Yep ive been doing that for a few months, oats from mp.... however ive got to a stage now that i cant get it down me. Hence the reason i was thinking of a mass gainer product.


----------



## scottacho (Nov 14, 2008)

get a doff flavour maybe?ive used cnp pro mass before and it does taste nice if thats what ure asking


----------



## Squeeeze (Oct 2, 2007)

R u soaking your oats to soften em before mixing?
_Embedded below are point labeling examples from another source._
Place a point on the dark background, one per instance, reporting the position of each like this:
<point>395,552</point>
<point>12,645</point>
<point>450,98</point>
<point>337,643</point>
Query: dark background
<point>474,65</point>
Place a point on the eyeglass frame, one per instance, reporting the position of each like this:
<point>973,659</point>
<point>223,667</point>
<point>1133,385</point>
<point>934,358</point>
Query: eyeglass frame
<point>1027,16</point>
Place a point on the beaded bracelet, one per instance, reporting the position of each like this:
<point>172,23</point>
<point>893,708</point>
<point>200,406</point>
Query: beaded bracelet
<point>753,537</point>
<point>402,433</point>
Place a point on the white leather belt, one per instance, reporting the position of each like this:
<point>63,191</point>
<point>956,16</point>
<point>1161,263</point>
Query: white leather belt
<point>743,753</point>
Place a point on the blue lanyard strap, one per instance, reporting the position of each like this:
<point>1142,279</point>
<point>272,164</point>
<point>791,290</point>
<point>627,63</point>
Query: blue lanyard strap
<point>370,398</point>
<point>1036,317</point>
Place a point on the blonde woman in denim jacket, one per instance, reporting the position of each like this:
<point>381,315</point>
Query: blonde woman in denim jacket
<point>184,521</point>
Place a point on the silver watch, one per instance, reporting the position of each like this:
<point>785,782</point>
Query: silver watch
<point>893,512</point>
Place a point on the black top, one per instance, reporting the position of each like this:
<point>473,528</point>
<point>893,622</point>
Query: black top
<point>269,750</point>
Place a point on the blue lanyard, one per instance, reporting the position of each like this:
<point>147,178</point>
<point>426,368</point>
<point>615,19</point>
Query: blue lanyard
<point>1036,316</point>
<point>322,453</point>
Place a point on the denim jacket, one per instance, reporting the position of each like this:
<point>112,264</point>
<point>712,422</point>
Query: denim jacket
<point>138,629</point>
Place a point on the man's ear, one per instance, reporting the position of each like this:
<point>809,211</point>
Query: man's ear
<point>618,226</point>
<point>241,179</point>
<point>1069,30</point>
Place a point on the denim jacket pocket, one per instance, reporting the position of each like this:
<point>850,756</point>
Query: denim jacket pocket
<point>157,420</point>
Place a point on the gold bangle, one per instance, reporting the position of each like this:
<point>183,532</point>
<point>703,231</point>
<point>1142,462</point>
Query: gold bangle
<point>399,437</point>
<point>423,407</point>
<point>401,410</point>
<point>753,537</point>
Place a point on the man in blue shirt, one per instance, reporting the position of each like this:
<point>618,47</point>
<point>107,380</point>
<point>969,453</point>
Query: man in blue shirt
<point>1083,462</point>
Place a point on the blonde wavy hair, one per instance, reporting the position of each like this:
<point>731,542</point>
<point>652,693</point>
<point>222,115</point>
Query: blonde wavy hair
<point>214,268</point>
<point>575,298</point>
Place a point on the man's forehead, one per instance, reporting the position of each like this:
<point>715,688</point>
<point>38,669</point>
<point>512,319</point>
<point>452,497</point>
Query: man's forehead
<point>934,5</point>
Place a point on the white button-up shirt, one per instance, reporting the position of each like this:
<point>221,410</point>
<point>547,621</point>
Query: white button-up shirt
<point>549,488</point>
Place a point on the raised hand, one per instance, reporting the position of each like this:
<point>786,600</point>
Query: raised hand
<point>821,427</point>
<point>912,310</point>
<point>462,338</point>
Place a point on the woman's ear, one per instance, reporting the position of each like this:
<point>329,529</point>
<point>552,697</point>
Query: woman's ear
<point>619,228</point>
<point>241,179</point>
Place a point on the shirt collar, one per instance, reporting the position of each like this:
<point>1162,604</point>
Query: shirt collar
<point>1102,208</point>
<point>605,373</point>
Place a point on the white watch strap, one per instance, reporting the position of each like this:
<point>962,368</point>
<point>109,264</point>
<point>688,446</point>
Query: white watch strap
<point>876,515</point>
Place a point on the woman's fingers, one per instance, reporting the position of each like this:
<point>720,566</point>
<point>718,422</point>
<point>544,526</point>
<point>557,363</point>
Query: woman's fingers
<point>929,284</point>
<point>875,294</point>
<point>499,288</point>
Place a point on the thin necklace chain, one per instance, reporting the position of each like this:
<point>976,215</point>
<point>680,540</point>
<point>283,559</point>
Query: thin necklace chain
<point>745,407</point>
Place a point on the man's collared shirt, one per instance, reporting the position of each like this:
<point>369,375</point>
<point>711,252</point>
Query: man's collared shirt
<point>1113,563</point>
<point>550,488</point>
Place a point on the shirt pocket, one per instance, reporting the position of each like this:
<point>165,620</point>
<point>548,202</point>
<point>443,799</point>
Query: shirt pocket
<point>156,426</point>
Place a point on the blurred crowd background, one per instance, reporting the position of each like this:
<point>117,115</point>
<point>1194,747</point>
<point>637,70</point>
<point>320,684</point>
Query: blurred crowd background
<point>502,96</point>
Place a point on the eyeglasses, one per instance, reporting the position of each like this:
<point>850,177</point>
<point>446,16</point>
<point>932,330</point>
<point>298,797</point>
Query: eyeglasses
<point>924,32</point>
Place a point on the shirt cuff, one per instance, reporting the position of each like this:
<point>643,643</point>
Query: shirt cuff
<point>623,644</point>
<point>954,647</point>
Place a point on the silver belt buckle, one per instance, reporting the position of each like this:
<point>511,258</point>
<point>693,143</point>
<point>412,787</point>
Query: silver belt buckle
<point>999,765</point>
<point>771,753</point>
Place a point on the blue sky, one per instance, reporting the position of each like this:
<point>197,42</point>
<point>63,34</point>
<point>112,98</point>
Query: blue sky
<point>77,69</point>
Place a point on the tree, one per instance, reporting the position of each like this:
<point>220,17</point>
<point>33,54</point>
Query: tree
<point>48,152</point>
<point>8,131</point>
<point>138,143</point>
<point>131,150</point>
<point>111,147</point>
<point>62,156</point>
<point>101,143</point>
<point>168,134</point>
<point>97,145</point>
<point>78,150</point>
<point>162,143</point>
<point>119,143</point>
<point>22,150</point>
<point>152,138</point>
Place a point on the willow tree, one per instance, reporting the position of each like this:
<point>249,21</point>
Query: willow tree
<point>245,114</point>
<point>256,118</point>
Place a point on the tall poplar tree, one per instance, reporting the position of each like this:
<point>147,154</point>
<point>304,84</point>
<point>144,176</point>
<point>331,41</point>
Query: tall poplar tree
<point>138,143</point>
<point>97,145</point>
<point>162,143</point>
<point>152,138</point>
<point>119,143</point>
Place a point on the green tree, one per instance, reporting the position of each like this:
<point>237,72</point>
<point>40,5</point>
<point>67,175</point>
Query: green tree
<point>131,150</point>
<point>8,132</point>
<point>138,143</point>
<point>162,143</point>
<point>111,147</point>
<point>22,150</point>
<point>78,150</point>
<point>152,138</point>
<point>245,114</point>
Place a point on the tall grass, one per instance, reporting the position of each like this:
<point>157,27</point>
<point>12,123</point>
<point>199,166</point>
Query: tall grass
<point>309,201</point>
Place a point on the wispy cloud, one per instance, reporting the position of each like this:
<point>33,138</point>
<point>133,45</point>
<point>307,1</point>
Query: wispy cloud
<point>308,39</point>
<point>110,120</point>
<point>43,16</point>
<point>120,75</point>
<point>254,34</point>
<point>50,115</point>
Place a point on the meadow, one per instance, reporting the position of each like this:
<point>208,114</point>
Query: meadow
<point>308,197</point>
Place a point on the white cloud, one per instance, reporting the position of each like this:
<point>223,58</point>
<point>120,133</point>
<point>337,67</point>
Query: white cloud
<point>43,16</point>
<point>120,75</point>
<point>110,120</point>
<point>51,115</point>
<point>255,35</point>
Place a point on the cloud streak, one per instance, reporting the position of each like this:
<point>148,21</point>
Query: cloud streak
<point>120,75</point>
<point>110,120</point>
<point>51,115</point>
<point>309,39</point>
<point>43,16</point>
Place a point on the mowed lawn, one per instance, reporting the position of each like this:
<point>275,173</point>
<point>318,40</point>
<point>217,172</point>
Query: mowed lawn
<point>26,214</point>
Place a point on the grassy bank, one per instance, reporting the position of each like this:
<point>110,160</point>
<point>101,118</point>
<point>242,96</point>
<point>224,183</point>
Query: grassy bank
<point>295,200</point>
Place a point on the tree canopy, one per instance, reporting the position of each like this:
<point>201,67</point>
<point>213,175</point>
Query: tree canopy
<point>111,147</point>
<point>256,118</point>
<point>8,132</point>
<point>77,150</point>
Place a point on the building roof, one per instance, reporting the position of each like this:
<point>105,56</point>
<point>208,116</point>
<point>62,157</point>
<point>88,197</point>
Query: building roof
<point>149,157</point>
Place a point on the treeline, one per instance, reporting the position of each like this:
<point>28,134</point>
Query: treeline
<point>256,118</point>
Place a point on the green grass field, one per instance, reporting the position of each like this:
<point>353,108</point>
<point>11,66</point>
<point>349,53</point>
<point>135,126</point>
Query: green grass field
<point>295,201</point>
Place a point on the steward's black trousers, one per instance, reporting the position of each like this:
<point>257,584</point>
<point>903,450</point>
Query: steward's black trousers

Soaked overnight then blended they're as smooth as any off the shelf sh*te.


----------



## big_jim_87 (Jul 9, 2009)

cnp pro mass- when you add water to it in a shaker it terns in to a thick gloopy mixture! not very nice. it fine in a blender tho.


----------



## Andy Dee (Jun 1, 2008)

steve_b21 said:


> Yep ive been doing that for a few months, oats from mp.... however ive got to a stage now that i cant get it down me. Hence the reason i was thinking of a mass gainer product.


you do put all this stuff into a blender right?


----------



## steve_b21 (Dec 18, 2008)

Does CNP pro mass work? what kind of results has any one had from it?

dont want to end up gaining fat instead of lean mass which im after.


----------



## steve_b21 (Dec 18, 2008)

andysutils said:


> you do put all this stuff into a blender right?


yep , tasted ok for a few months, but got to the stage now where i feel sick. lol


----------



## big_jim_87 (Jul 9, 2009)

well you will finde that moste mass gainers will be the same ish thing under a diff name and taste. mostly malto for carbs few fat and whey egg pro blend. the ratio may differ from brand to brand but not that much. cnp is what i call a mid range mass gainer as carbs not that high from what i remember? you can get mass powders from on nutrition and dimatyze that have 1000+ kcals and 200+ g carbs cnp is what 700kcals? up to you buddy id just use a diff flav of myp whey and oats.


----------